第2 【事業の状況】

 

1 【経営方針、経営環境及び対処すべき課題等】

本書提出日現在における経営方針、経営環境及び対処すべき課題等は、以下のとおりであります。また、文中の将来に関する事項は、本書提出日現在において当社が判断したものであります。

 

(1) 経営方針

当社グループは、「『出会えて良かった!』のために」を経営理念とし、社会で必要とされる存在であり続けるためお客様には「心から頼んで良かった」と思っていただき、従業員には「心から働いて良かった」と誇りを持って働ける会社であることを目指しています。そのために、お客様に嘘をつかない、お客様をがっかりさせないことを何より大切な信条とし、安心と納得のサービスの提供を第一としております。

 

(2) 経営戦略

   当社グループは、住宅設備機器の故障や劣化などによる機器交換時のニーズに対して、「透明性のある料金体系を提示し安心施工を約束すること」を事業コンセプトに住宅設備機器と工事のセットを販売するeコマース事業を展開してまいりました。

そして、集客の要である「交換できるくん」Web媒体において、商品紹介、施工事例及びユーザーレビューといった情報を蓄積し、ユーザーに有益なコンテンツを提供しています。コンテンツ力が強化されることでサイト流入が増加し、それがユーザーからの見積り依頼の増加に繋がるという循環が当社の成長サイクルとなっています。その成長サイクルにより、当社グループがこれまでに培ってきたWebマーケティングのノウハウや実績をもとに、検索エンジンへのインターネット広告(リスティング広告)の出稿とWebサイトを検索エンジン上位に表示させるための検索エンジン最適化(SEO※)に取組み、経年劣化により概ね7~15年程度で訪れる住宅設備機器の交換需要により顕在化される新規顧客の獲得を積極的に展開してまいります。

(注) SEOとは、検索エンジン最適化(Search Engine Optimization)の略称で、GoogleやYahoo!の検索結果で自社Webサイトを上位に表示させるために様々なアプローチでWebサイトを最適化する手法です。

 

(3) 目標とする経営指標

当社グループでは、事業を継続的に発展させていくためには、収益力を高め、適正な利益確保を図ることが重要と認識し、客観的な経営指標として、売上高、営業利益を重視しており、その向上を図る経営に努めてまいります。また、当社グループの事業モデルを勘案したうえでのKPIは、売上高を構成する指標として工事件数と平均単価となっておりますが、平均単価は毎期大きな変動がないため、その中でも工事件数を重要な指標としております。

 

(4) 経営環境

インターネット上にてサービスを展開している当社グループにおきましては、BtoCのEC市場規模が毎年堅調に推移しており、2020年の市場規模は19兆円となっており、EC化率は8.08%と引続き増加傾向にあるため、当社の事業機会の増加にも繋がっております(出所:経済産業省「令和2年度 産業経済研究委託事業(電子商取引に関する市場調査)」)。
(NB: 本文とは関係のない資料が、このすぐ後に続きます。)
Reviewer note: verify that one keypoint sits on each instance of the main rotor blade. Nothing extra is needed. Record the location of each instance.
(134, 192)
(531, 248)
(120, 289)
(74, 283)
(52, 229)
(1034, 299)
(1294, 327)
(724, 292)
一方、リフォーム市場におきましては、コロナ禍における住環境に対する関心の高まりがリフォームをはじめとする住宅・住宅環境関連への再投資に寄与したこともあり、2021年度の市場規模は6.9兆円(前年度比5.7%増)となっており、市場は拡大しております(出所:㈱矢野経済研究所「住宅リフォーム市場に関する調査を実施(2021年第4四半期及び2021年計)」)。

 

 (5) 優先的に対処すべき事業上及び財務上の課題

今後更なる事業の安定性の確保と拡大、そしてリスク低減のため、特に下記の5点を重要課題として取組んでおります。

① 低コスト集客の実現

売上拡大には集客数の増加が必要であり、集客数の増加には集客コストがかかってまいります。低コストで多数の集客を実現するためには、インターネット広告出稿に頼らない検索エンジンからの自然流入の更なる上昇が必要不可欠になります。そのためには検索結果の順位の上位獲得が重要であり、SEO内部施策、コンテンツマーケティング施策、モバイルフレンドリー対応、SNSなどを活用した良質な外部リンク獲得対策などの各種SEO対策に取組んでまいります。また、サイト流入者の集客歩留まりを向上させるためスマートフォン/PC向けサイトの読込み速度の改善やUI/UX(※)の改善に取組んでまいります。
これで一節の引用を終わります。